Show code cell source Hide code cell source

# fetch dataset from Kaggle
import kagglehub
path = kagglehub.dataset_download("uciml/breast-cancer-wisconsin-data/versions/2")
data = pd.read_csv(path+"/data.csv")
x = data[["concavity_mean", "texture_mean"]] # pick two features
# normalize the columns of x individually
x = (x - x.min()) / (x.max() - x.min())

# y includes our labels and x includes our features
y = data.diagnosis      # M or B 
list = ['diagnosis']

x_train, x_test, y_train, y_test = train_test_split(x, y, test_size=0.3, random_state=1)
# Create and train the Nearest Centroid Classifier
classifier = NearestCentroidClassifier()
classifier.fit(x_train.values,y_train.values)
print("Centroids: ", classifier.centroid_0, classifier.centroid_1)
# Predict the classes for the test data
y_pred = classifier.predict(x_test.values)
# Calculate and print the accuracy
print(("Accuracy: %.2f" % accuracy_score(y_test, y_pred)))

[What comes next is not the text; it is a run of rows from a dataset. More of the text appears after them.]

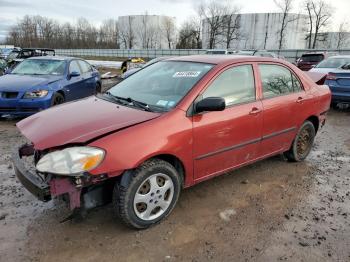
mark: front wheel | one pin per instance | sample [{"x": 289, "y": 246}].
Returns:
[
  {"x": 150, "y": 194},
  {"x": 302, "y": 143}
]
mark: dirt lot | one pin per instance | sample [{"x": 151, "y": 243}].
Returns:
[{"x": 270, "y": 211}]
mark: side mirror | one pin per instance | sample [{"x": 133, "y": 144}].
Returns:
[
  {"x": 74, "y": 74},
  {"x": 210, "y": 104}
]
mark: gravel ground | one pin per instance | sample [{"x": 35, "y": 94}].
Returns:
[{"x": 270, "y": 211}]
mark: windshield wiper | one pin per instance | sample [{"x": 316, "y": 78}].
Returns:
[{"x": 129, "y": 101}]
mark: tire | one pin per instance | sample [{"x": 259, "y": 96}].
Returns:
[
  {"x": 147, "y": 195},
  {"x": 57, "y": 99},
  {"x": 302, "y": 143}
]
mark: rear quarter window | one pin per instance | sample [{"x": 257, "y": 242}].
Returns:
[{"x": 278, "y": 80}]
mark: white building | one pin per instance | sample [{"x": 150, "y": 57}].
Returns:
[
  {"x": 261, "y": 31},
  {"x": 332, "y": 40},
  {"x": 147, "y": 32}
]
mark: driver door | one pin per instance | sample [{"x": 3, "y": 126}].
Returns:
[{"x": 226, "y": 139}]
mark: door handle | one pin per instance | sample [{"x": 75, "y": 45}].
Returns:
[
  {"x": 300, "y": 99},
  {"x": 255, "y": 111}
]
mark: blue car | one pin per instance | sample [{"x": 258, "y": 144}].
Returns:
[{"x": 41, "y": 82}]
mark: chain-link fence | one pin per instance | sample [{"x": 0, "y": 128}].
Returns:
[{"x": 290, "y": 55}]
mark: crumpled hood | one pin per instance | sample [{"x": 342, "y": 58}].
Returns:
[
  {"x": 21, "y": 83},
  {"x": 79, "y": 122}
]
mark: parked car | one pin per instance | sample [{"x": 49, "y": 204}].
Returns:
[
  {"x": 41, "y": 82},
  {"x": 170, "y": 126},
  {"x": 151, "y": 62},
  {"x": 337, "y": 69},
  {"x": 18, "y": 55},
  {"x": 310, "y": 60}
]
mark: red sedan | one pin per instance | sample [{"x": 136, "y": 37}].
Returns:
[{"x": 167, "y": 127}]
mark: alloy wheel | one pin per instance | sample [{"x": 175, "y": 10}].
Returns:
[{"x": 153, "y": 197}]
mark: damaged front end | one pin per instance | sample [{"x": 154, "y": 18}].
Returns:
[{"x": 81, "y": 190}]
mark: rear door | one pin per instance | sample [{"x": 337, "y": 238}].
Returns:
[
  {"x": 282, "y": 98},
  {"x": 226, "y": 139}
]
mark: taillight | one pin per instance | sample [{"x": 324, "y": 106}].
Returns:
[{"x": 331, "y": 76}]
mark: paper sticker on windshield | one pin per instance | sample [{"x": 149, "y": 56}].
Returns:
[
  {"x": 187, "y": 74},
  {"x": 162, "y": 103}
]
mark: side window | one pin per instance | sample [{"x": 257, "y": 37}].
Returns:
[
  {"x": 236, "y": 85},
  {"x": 297, "y": 87},
  {"x": 276, "y": 80},
  {"x": 85, "y": 67},
  {"x": 74, "y": 67}
]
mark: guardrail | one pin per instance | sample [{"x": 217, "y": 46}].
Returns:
[{"x": 289, "y": 54}]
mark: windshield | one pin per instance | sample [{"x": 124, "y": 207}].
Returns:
[
  {"x": 161, "y": 85},
  {"x": 333, "y": 62},
  {"x": 312, "y": 58},
  {"x": 6, "y": 51},
  {"x": 12, "y": 55},
  {"x": 40, "y": 67}
]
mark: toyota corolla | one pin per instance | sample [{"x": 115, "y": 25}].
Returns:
[{"x": 167, "y": 127}]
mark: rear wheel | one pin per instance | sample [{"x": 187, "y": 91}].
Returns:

# Create meshgrid for plotting decision boundaries
xx, yy = np.meshgrid(np.linspace(0, 1, 300),
                     np.linspace(0, 1, 300))
grid = np.c_[xx.ravel(), yy.ravel()]
# Predict the class for each point in the meshgrid
y_vals = np.unique(y)
Z = classifier.predict(grid)
Z_bin = Z==y_vals[1]
zz = Z_bin.reshape(xx.shape)
# Plot the decision boundary
plt.figure(figsize=(10, 10))
plt.contourf(xx, yy, zz, alpha=0.8)
# Plot also the training points
y_bin = y_train==y_vals[1]
plt.scatter(x_train.concavity_mean[y_bin], x_train.texture_mean[y_bin], alpha=0.8, color="r")
plt.scatter(x_train.concavity_mean[~y_bin], x_train.texture_mean[~y_bin], alpha=0.8, color="b")
legend = ["$c_1$ (M)", "$c_2$ (B)"]
if x_test is not None:
  plt.scatter(x_test.concavity_mean, x_test.texture_mean, alpha=1, color="w",marker='o',edgecolors='k', s=50)
  legend = ["$c_1$ (M)", "$c_2$ (B)", "?"]
plt.scatter(classifier.centroid_0[0], classifier.centroid_0[1], color="b",marker='o',edgecolors='k', s=250)
plt.scatter(classifier.centroid_1[0], classifier.centroid_1[1], color="r",marker='o',edgecolors='k', s=250)
plt.title("Breast Cancer Diagnosis")
plt.xlabel("concavity (normalized to range [0,1])")
plt.ylabel("texture (normalized to range [0,1])")
plt.legend(legend)
plt.show()

Centroids:  [0.10661361 0.27544877] [0.38011234 0.4145867 ]
Accuracy: 0.86

../_images/a6dfd3a66ba14539c16a27450c5430f1aaf0fa3673c7cc2496739d6241367df4.png

In the plot, the red and blue dots represent the training data points for malignant and benign samples, respectively. The white dots represent the test data points. The decision boundary is shown in the background, where the color indicates the predicted class for each point in the feature space. The large circles indicate the centroids of each class.

Summary#

We have introduced the concept of vector spaces and their properties as well as Euclidean Space as an important vector space. We have also discussed the \(k\)-means clustering algorithm and the Nearest Centroid Classifier, both of which operate in Euclidean space using basic vector operations.